In many ways, the current copyright system works one way, the same way it has for decades, mostly in favor of gatekeeping collaboration for more popular artists signed to major labels out of the hands of collaboration with Independent musicians. If a major artist samples an Independent musician at this point, there is little recourse for them unless they pick up a lot of money and file a lawsuit, which is unlikely to happen, as Independent musicians often don't sell music to break even on their music work and production these days, much less for that kind of legal activity. Just to find out who owns accurate rights to music requires searching multiple sources, which often aren't accurate or detailed to help, much less inclusive of information for artists that don't belong to the organizations searched within.

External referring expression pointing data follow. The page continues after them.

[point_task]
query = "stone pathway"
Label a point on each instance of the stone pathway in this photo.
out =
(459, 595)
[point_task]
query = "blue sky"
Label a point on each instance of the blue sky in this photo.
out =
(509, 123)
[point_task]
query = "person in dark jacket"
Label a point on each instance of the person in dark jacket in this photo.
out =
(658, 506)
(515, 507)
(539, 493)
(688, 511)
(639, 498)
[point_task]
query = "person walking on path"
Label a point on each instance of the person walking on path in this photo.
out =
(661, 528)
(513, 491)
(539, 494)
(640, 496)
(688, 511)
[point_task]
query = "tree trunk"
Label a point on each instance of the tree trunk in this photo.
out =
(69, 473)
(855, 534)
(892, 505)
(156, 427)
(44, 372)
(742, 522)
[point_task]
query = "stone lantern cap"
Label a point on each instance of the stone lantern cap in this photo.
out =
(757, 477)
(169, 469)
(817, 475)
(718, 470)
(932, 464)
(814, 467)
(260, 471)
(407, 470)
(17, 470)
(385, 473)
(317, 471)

The music royalty system has for ages now been slow to adapt and change on how it works... Instead of simply being able to publish music and earn a return, streaming and sales sites incrementally report data to distributors, and most distributors pay artists on Intervals, similar to how payments worked prior to the invention of the internet. Royalties (for music performance and plays) also work mysteriously, and pay out in delayed intervals as well (often taking 6-12 months). Many who wonder why being a working (paid) musician is such a prohibitive & illusive career don't know that music deals are often advance loans made based on how much in royalties an artist can potentially generate, which end up trapping most serious artists into indentured work instead of enabling them to thrive... Major labels often make a windfall of money on the most successful artists later, as after all the promotional and performance work is done for releases, they own rights to collect the most royalties, over the artist (who is usually stuck working to repay the label's loans).

Right now, most artists (who want to collaborate with other artists they don't know) are limited to contacting artists they don't know on social media, which frequently doesn't work, as most of the time responses to messages simply go unnoticed and ignored due to the shear nature of distraction and false user ID scams on many of those platforms. So the primary problem for most skilled musicians (that can develop an audience or following for their music) in collaborating is not having a simple path to publishing and promoting their music... It should all be simple and effective. The music production, collaboration, publication, promotion, and royalty model is long overdue for modernization and simplification. A far more simple and modern system to manage music distribution, industry communication and collaboration, and royalties is long overdue.

All the different points we have to navigate in order just to release each track or album are overcomplicated, and they've also been riddled with scams, fraud, fee points, and money leaks. We need to stop just accepting this old and withering music industry model as being legit and innovate a new model that allows us to get back to a focus on making music.